The Problem of Love

The Problem of Love

JPI 640
3 Credits

While most people intuit what love is and recognize it when they see it, it is not always easy to say what it is.  Its vast array of meanings (desire, giving, receiving, “eros,” “agape”) applied to the highest and lowest of activities (theological virtue, sex)—not to mention the variety of objects (wine, self, neighbor, God, enemies?) and subjects (the creature, God)—make this effort particularly difficult.  It is easy to think that such meanings have nothing to do with each other (Nygren) and choose one aspect (“good”) over the others (“bad”), instead of grasping the phenomenon of love it in its wholeness.

Moreover, while everyone experiences love as dramatic, often problematic, most do not think of love as a philosophical and theological question.  And when it is considered in thought, it is trivialized, be it in the objective “scientific” sphere (as a biological product which confers evolutionary benefits), or the subjective one (feelings).  On the contrary, in the Western intellectual tradition, love is a central category with deep metaphysical bearings, beginning with the eros of the soul for Beauty/Eternity (Plato), to the “desire for happiness” (human flourishing) ending in “friendship in virtue” (Aristotle), to the Beauty/Good that loves (even yearns) and is Himself Love (Christian revelation). 

This course will probe that tradition with an eye to what Christianity brings to it.   The fact that God is Love and that He loves the world first, creating it “freely” (willingly) and “out of goodness,” but also “cares” for it, brings in something entirely new to human thought. 
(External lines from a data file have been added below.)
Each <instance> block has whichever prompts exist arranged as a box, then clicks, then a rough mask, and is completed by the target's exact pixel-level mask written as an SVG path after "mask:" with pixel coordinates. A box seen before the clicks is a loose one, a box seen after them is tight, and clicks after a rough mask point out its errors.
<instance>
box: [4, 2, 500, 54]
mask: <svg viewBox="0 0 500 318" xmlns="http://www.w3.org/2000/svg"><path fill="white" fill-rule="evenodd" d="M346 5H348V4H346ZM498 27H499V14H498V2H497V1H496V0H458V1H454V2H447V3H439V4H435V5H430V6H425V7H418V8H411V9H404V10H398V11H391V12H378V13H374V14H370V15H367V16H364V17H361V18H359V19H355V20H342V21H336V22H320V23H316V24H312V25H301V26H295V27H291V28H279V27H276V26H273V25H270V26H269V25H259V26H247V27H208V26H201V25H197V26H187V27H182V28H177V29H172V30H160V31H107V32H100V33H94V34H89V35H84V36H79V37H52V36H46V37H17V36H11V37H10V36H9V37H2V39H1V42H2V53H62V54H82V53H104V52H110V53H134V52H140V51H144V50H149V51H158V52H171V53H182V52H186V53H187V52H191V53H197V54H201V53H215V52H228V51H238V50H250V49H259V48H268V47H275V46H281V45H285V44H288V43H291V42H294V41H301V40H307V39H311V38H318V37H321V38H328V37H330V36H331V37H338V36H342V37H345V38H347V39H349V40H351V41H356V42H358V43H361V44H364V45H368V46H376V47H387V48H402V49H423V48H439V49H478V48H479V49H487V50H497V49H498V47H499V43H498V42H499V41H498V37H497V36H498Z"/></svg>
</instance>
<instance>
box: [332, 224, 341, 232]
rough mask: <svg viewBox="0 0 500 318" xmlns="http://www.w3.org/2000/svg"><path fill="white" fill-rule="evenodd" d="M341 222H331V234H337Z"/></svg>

The course follows an historical trajectory, beginning with Plato (eros), Aristotle (the three friendships) St. Augustine (the utifrui distinction), the Cistercians and Victorines (the “stages” of the love of God), St. Thomas (the natural desire for happiness, love as a passion, the two-fold distinction, and the order of love), and, finally, modern and post-modern altruism (Comte, Mill, Derrida).  The course will end with a consideration of the nature of the Christian novelty with respect to love (Richard of St. Victor, von Balthasar, Dante).

Selected Texts

Faculty

Margaret Harper McCarthy

Margaret Harper McCarthy

Associate Professor of Theological Anthropology

Dr. McCarthy’s teaching and writing focuses on various themes belonging to theological anthropology relative to the question of sexual difference (the imago Dei, equality, experience, feminism, the nature of love), but also relative to the nature-grace question (Christocentrism, predestination, the relation between the church and the world).